Along with expanding our vocabs, there were other more seismic language-related changes in 2020 that will influence how we communicate and write for generations.
For many of us, the sheer volume of written words we are producing has grown.
In the great migration online, much of what we previously expressed verbally or face-to-face is now digital. That goes from correspondence with colleagues and clients to content creation and online promotions.
And there were other standout trends from the last year that you can bring into your writing in 2021.
Cut the Cliches
“We are all in this new normal together as we pivot during these uncertain times.“
That may be the fattest cliche sandwich I’ve ever assembled. But unlike most sandwiches that bring me nothing but glutenous joy, that one makes me ill.
Cliches have always been terrible for your writing (check out my post on why and a list of my top 10 offenders), but previously it was only us word nerds that were thumping our thesauruses about it. COVID-19 did all of us a favour by creating such a cluster of annoying cliches that now everyone gets why they are so pesky. So, one good side effect.
Show, Don’t Tell
Remember, back in March, when your inbox was flooded with emails from companies you hadn’t heard from in ages? Suddenly, every business, from insurance companies to cosmetics brands, was “here for you.”
It begged the question: where’ve you been?
“Show, don’t tell” is the first rule of good writing, and many companies were rightly criticized for their empty claims of support. They would have been better advised to show how they’re here for us by providing new online services, supporting front-line workers, or devising original ways to meet our new priorities.
Replace outright claims with illustrating examples, illuminating anecdotes and true stories. “Showing” is memorable, meaningful and builds trust and rapport. “Telling” is empty and self-serving.
Writing isn’t just what you say but how you say it—that’s tone. And tone went on a roller-coaster ride last year.
In a recent roundup of communication trends from 2020, Grammarly noted significant shifts over the year, including a decline in confidence. By the fall, its users’ writing sounded 43% less confident than it had in January.
The report also noticed an inversion of optimistic and informative tones in March where the former dipped and the latter went through the roof. In the early days, people needed information much more than branded copy or witty content. (Although hallelujah for the early onslaught of brilliant memes.) “Just the facts, ma’am” was appropriate as life changed–and quick.
So whether that was letting customers know of your store hours, or how you were shifting your business online, or your protocols to keep the public safe, being informative was spot-on.

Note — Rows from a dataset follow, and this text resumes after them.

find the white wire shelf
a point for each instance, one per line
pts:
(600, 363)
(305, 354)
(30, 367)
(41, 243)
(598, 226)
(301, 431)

As pandemic living wore on, we saw a shift towards a more casual culture. From work-life to wardrobes, our writing followed suit. The Grammarly study saw the move towards a more conversational tone by September, with formal writing decreasing 91% in comparison to January.
Moments Matter, Too
Last year showed us more ugliness in the world than in any year of recent memory. In a time when we have instant access to what’s happening across the world sitting in our pocket, there were many events that changed the way we spoke online.
There were spikes in formality during the year, in late May and early June during the height of the Black Lives Matter protests and another in late August and early September.
These trends show us how intimately our word choice, subject matter and tone mirror what’s happening in the headlines and our broader social and cultural context.
So, as we enter our second calendar year with COVID-19, tap into these trends to keep your writing robust, appropriate and timely.